Statistics
Analyse your testing data
Flakiness Analysis
To specifically quantify the flakiness score in tests, you want to focus on how often the test fluctuates between passing and failing (i.e., where a test intermittently passes and fails without any apparent changes in the underlying code or environment).
So, to quantify a flaky test the following definitions:
-
Fluctuations occur when a test result alternates between pass and fail in successive executions.
-
The more frequent these alternations, the more “flaky” the test is considered to be.
So, when extracting data from the database in a time-dependent manner, for each test, track the sequence of test outcomes(i.e. pass/fail history) over a period of time.

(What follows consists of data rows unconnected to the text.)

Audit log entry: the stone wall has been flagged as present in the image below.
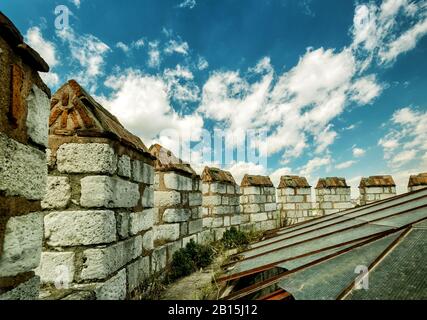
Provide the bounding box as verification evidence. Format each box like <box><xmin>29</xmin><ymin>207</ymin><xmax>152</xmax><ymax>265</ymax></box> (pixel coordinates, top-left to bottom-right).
<box><xmin>359</xmin><ymin>176</ymin><xmax>396</xmax><ymax>206</ymax></box>
<box><xmin>0</xmin><ymin>13</ymin><xmax>50</xmax><ymax>300</ymax></box>
<box><xmin>37</xmin><ymin>81</ymin><xmax>154</xmax><ymax>300</ymax></box>
<box><xmin>150</xmin><ymin>145</ymin><xmax>203</xmax><ymax>271</ymax></box>
<box><xmin>316</xmin><ymin>177</ymin><xmax>354</xmax><ymax>216</ymax></box>
<box><xmin>277</xmin><ymin>176</ymin><xmax>313</xmax><ymax>227</ymax></box>
<box><xmin>408</xmin><ymin>173</ymin><xmax>427</xmax><ymax>192</ymax></box>
<box><xmin>240</xmin><ymin>175</ymin><xmax>280</xmax><ymax>231</ymax></box>
<box><xmin>202</xmin><ymin>167</ymin><xmax>241</xmax><ymax>243</ymax></box>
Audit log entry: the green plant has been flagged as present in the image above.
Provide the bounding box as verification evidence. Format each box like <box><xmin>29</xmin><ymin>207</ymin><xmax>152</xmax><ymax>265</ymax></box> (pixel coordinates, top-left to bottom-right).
<box><xmin>222</xmin><ymin>227</ymin><xmax>251</xmax><ymax>249</ymax></box>
<box><xmin>169</xmin><ymin>240</ymin><xmax>214</xmax><ymax>281</ymax></box>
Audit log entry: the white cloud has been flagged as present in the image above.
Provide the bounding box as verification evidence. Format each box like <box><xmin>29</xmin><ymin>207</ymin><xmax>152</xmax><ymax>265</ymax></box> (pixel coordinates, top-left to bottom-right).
<box><xmin>148</xmin><ymin>41</ymin><xmax>161</xmax><ymax>68</ymax></box>
<box><xmin>116</xmin><ymin>41</ymin><xmax>130</xmax><ymax>53</ymax></box>
<box><xmin>335</xmin><ymin>160</ymin><xmax>357</xmax><ymax>170</ymax></box>
<box><xmin>178</xmin><ymin>0</ymin><xmax>197</xmax><ymax>9</ymax></box>
<box><xmin>57</xmin><ymin>28</ymin><xmax>111</xmax><ymax>87</ymax></box>
<box><xmin>165</xmin><ymin>40</ymin><xmax>189</xmax><ymax>56</ymax></box>
<box><xmin>378</xmin><ymin>107</ymin><xmax>427</xmax><ymax>168</ymax></box>
<box><xmin>25</xmin><ymin>27</ymin><xmax>59</xmax><ymax>87</ymax></box>
<box><xmin>101</xmin><ymin>70</ymin><xmax>203</xmax><ymax>145</ymax></box>
<box><xmin>226</xmin><ymin>162</ymin><xmax>267</xmax><ymax>185</ymax></box>
<box><xmin>353</xmin><ymin>147</ymin><xmax>366</xmax><ymax>158</ymax></box>
<box><xmin>197</xmin><ymin>57</ymin><xmax>209</xmax><ymax>71</ymax></box>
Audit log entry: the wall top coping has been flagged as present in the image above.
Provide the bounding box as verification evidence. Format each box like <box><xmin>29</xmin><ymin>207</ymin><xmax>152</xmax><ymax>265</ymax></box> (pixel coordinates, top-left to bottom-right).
<box><xmin>241</xmin><ymin>174</ymin><xmax>274</xmax><ymax>188</ymax></box>
<box><xmin>359</xmin><ymin>176</ymin><xmax>396</xmax><ymax>188</ymax></box>
<box><xmin>0</xmin><ymin>11</ymin><xmax>49</xmax><ymax>72</ymax></box>
<box><xmin>316</xmin><ymin>177</ymin><xmax>350</xmax><ymax>189</ymax></box>
<box><xmin>278</xmin><ymin>176</ymin><xmax>311</xmax><ymax>189</ymax></box>
<box><xmin>408</xmin><ymin>172</ymin><xmax>427</xmax><ymax>187</ymax></box>
<box><xmin>150</xmin><ymin>144</ymin><xmax>198</xmax><ymax>177</ymax></box>
<box><xmin>49</xmin><ymin>80</ymin><xmax>152</xmax><ymax>158</ymax></box>
<box><xmin>202</xmin><ymin>167</ymin><xmax>236</xmax><ymax>184</ymax></box>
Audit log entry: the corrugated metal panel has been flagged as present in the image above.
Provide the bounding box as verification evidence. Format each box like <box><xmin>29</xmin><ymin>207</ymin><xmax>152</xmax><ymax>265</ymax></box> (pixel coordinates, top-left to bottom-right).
<box><xmin>279</xmin><ymin>232</ymin><xmax>402</xmax><ymax>300</ymax></box>
<box><xmin>346</xmin><ymin>229</ymin><xmax>427</xmax><ymax>300</ymax></box>
<box><xmin>229</xmin><ymin>225</ymin><xmax>390</xmax><ymax>274</ymax></box>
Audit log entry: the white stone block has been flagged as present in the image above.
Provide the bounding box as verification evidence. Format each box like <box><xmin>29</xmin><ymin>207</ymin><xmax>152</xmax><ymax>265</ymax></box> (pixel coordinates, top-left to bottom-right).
<box><xmin>44</xmin><ymin>211</ymin><xmax>116</xmax><ymax>247</ymax></box>
<box><xmin>0</xmin><ymin>132</ymin><xmax>47</xmax><ymax>200</ymax></box>
<box><xmin>126</xmin><ymin>257</ymin><xmax>150</xmax><ymax>293</ymax></box>
<box><xmin>27</xmin><ymin>85</ymin><xmax>50</xmax><ymax>147</ymax></box>
<box><xmin>35</xmin><ymin>252</ymin><xmax>75</xmax><ymax>287</ymax></box>
<box><xmin>188</xmin><ymin>219</ymin><xmax>203</xmax><ymax>234</ymax></box>
<box><xmin>142</xmin><ymin>230</ymin><xmax>154</xmax><ymax>251</ymax></box>
<box><xmin>81</xmin><ymin>236</ymin><xmax>142</xmax><ymax>280</ymax></box>
<box><xmin>57</xmin><ymin>143</ymin><xmax>117</xmax><ymax>174</ymax></box>
<box><xmin>117</xmin><ymin>155</ymin><xmax>132</xmax><ymax>178</ymax></box>
<box><xmin>154</xmin><ymin>191</ymin><xmax>181</xmax><ymax>207</ymax></box>
<box><xmin>80</xmin><ymin>176</ymin><xmax>140</xmax><ymax>208</ymax></box>
<box><xmin>142</xmin><ymin>185</ymin><xmax>154</xmax><ymax>208</ymax></box>
<box><xmin>41</xmin><ymin>176</ymin><xmax>71</xmax><ymax>209</ymax></box>
<box><xmin>95</xmin><ymin>269</ymin><xmax>126</xmax><ymax>300</ymax></box>
<box><xmin>203</xmin><ymin>195</ymin><xmax>221</xmax><ymax>206</ymax></box>
<box><xmin>0</xmin><ymin>212</ymin><xmax>43</xmax><ymax>277</ymax></box>
<box><xmin>163</xmin><ymin>209</ymin><xmax>191</xmax><ymax>223</ymax></box>
<box><xmin>154</xmin><ymin>223</ymin><xmax>180</xmax><ymax>241</ymax></box>
<box><xmin>129</xmin><ymin>209</ymin><xmax>154</xmax><ymax>235</ymax></box>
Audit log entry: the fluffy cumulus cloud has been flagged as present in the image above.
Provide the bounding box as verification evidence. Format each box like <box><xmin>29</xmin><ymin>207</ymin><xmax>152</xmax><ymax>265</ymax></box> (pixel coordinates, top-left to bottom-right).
<box><xmin>57</xmin><ymin>28</ymin><xmax>111</xmax><ymax>91</ymax></box>
<box><xmin>352</xmin><ymin>0</ymin><xmax>427</xmax><ymax>67</ymax></box>
<box><xmin>100</xmin><ymin>69</ymin><xmax>203</xmax><ymax>147</ymax></box>
<box><xmin>378</xmin><ymin>107</ymin><xmax>427</xmax><ymax>168</ymax></box>
<box><xmin>25</xmin><ymin>27</ymin><xmax>59</xmax><ymax>87</ymax></box>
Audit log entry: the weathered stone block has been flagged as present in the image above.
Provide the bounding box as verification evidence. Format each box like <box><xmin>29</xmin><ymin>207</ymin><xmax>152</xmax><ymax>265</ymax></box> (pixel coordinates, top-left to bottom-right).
<box><xmin>95</xmin><ymin>269</ymin><xmax>126</xmax><ymax>300</ymax></box>
<box><xmin>27</xmin><ymin>85</ymin><xmax>50</xmax><ymax>147</ymax></box>
<box><xmin>126</xmin><ymin>257</ymin><xmax>150</xmax><ymax>293</ymax></box>
<box><xmin>42</xmin><ymin>176</ymin><xmax>71</xmax><ymax>209</ymax></box>
<box><xmin>0</xmin><ymin>132</ymin><xmax>47</xmax><ymax>200</ymax></box>
<box><xmin>81</xmin><ymin>236</ymin><xmax>142</xmax><ymax>280</ymax></box>
<box><xmin>188</xmin><ymin>219</ymin><xmax>203</xmax><ymax>234</ymax></box>
<box><xmin>57</xmin><ymin>143</ymin><xmax>117</xmax><ymax>174</ymax></box>
<box><xmin>80</xmin><ymin>176</ymin><xmax>140</xmax><ymax>208</ymax></box>
<box><xmin>154</xmin><ymin>191</ymin><xmax>181</xmax><ymax>207</ymax></box>
<box><xmin>117</xmin><ymin>155</ymin><xmax>132</xmax><ymax>178</ymax></box>
<box><xmin>129</xmin><ymin>209</ymin><xmax>154</xmax><ymax>235</ymax></box>
<box><xmin>154</xmin><ymin>223</ymin><xmax>180</xmax><ymax>241</ymax></box>
<box><xmin>35</xmin><ymin>252</ymin><xmax>75</xmax><ymax>286</ymax></box>
<box><xmin>163</xmin><ymin>209</ymin><xmax>191</xmax><ymax>223</ymax></box>
<box><xmin>0</xmin><ymin>212</ymin><xmax>43</xmax><ymax>277</ymax></box>
<box><xmin>44</xmin><ymin>211</ymin><xmax>116</xmax><ymax>247</ymax></box>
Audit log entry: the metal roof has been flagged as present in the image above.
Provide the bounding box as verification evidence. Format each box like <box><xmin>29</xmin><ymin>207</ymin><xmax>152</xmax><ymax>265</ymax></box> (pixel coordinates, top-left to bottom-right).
<box><xmin>220</xmin><ymin>189</ymin><xmax>427</xmax><ymax>299</ymax></box>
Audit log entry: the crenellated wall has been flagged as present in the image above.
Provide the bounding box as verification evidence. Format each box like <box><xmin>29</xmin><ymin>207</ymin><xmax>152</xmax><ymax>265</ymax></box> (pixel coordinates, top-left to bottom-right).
<box><xmin>277</xmin><ymin>176</ymin><xmax>314</xmax><ymax>226</ymax></box>
<box><xmin>202</xmin><ymin>167</ymin><xmax>241</xmax><ymax>243</ymax></box>
<box><xmin>359</xmin><ymin>176</ymin><xmax>396</xmax><ymax>206</ymax></box>
<box><xmin>240</xmin><ymin>175</ymin><xmax>280</xmax><ymax>231</ymax></box>
<box><xmin>150</xmin><ymin>144</ymin><xmax>203</xmax><ymax>271</ymax></box>
<box><xmin>316</xmin><ymin>177</ymin><xmax>354</xmax><ymax>216</ymax></box>
<box><xmin>0</xmin><ymin>12</ymin><xmax>50</xmax><ymax>300</ymax></box>
<box><xmin>36</xmin><ymin>81</ymin><xmax>154</xmax><ymax>300</ymax></box>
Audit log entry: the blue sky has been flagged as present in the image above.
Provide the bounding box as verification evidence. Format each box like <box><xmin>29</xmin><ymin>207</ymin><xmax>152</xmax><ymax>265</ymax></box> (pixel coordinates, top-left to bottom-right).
<box><xmin>0</xmin><ymin>0</ymin><xmax>427</xmax><ymax>195</ymax></box>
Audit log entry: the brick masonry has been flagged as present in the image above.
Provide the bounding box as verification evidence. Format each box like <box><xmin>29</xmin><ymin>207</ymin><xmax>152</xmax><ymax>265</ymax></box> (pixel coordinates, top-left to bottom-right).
<box><xmin>240</xmin><ymin>175</ymin><xmax>280</xmax><ymax>231</ymax></box>
<box><xmin>201</xmin><ymin>167</ymin><xmax>241</xmax><ymax>243</ymax></box>
<box><xmin>36</xmin><ymin>81</ymin><xmax>154</xmax><ymax>300</ymax></box>
<box><xmin>0</xmin><ymin>13</ymin><xmax>50</xmax><ymax>300</ymax></box>
<box><xmin>277</xmin><ymin>176</ymin><xmax>314</xmax><ymax>227</ymax></box>
<box><xmin>150</xmin><ymin>144</ymin><xmax>203</xmax><ymax>271</ymax></box>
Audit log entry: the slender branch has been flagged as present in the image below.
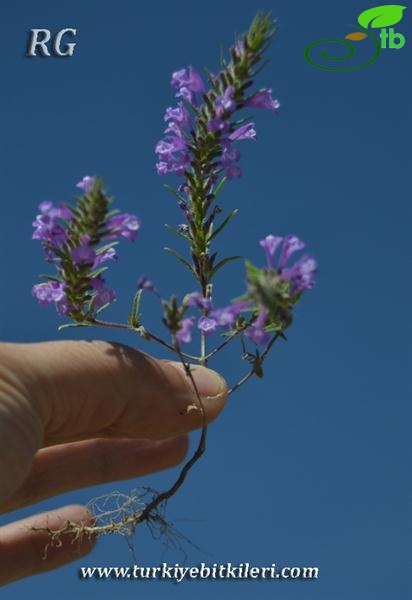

Example of a Test Sequences:
-
Test A: Pass, Fail, Pass, Pass, Fail, Pass → This shows fluctuations. (flaky)
-
Test B: Pass, Pass, Pass → No fluctuations. (not flaky)
-
Test C: Fail, Fail, Fail → Also no fluctuations, though it has a consistent failure. (not flaky)
Calculating Flakiness Score
-
Track the status changes in a particular test within that test suite. For example,
-
First Run: Pass
-
Second Run: Fail
-
Third Run: Pass
-
Fourth Run: Pass
-
-
The total number of status changes is 2
-
The flakiness score is calculated as:
Flakiness Score = Number of fluctuations / (Total Runs−1 )
So in this example,
Flakiness score = (2 / (4 - 1)) * 100 = 66%
This means the test has a 66% flakiness index, indicating significant volatility in its behaviour.
The severity of the volatility is defined by the below table:
Flakiness Score Range | Severity | Colour |
---|---|---|
More than 75 | Critical | Red |
less than 75 | Concerning | Orange |
less than 50 | Moderate | Yellow |
less than 25 | Stable | Green |
less than 0 | No Flaky Tests | No Flaky Tests |